American public relations executive and political strategist

Eric Sedler (born 1968) is an American public relations executive and political strategist based in Chicago. He is a co-founder and managing partner of Avoq, a national advocacy and strategic communications firm formed in 2024. He previously served as the founder and CEO of Kivvit.

== Early life and education ==
Sedler was born in 1968 and raised in suburban Detroit, Michigan. He graduated from the University of Illinois Chicago.

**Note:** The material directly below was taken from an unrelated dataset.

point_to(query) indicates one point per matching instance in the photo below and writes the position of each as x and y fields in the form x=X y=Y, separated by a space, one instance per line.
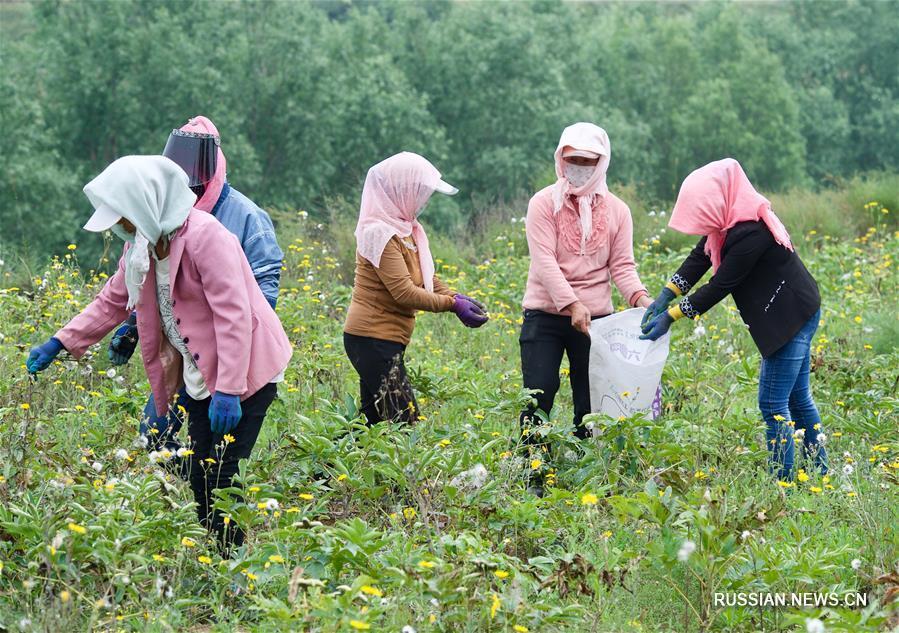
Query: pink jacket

His father, Robert Sedler, was a professor of constitutional law at Wayne State University Law School. His mother, Rozanne Sedler, was a social worker.

== Career ==
=== Early career ===
Before entering the private sector, Sedler spent nearly a decade in government and politics working for government officials and candidates including US Senators and on the staff of the Illinois House Democratic leadership.

=== ASGK and Kivvit ===
In 2002, Sedler co-founded ASGK Public Strategies alongside political strategist David Axelrod.

In 2009, following Axelrod's appointment as Senior Advisor to then US President Barack Obama, Sedler and partner John Kupper purchased Axelrod’s share of the firm.

In 2015, ASGK Public Strategies merged with its subsidiary, M Public Affairs, to form Kivvit.

In 2023, Kivvit was acquired by the private equity firm Coral Tree Partners.

=== Avoq ===
In early 2024, Kivvit merged with the agency Subject Matter, which was also owned by Coral Tree Partners, to form Avoq. Avoq is an integrated communications and government relations firm with offices in Chicago, Los Angeles, New Jersey, New York and Washington DC. Sedler currently serves as a Managing Partner at Avoq, focusing on strategic communications, crisis management, and public affairs for corporate and non-profit clients.

== Board and Governance ==
In 2024, Sedler was appointed to the board of directors of World Business Chicago, the city's public-private economic development agency. During a leadership transition in early 2024, he also served as the agency’s interim CEO.

He also serves on the board of the Jewish United Fund of Chicago.

== Personal life ==
Sedler resides in Chicago with his wife, Marla. They have two adult children.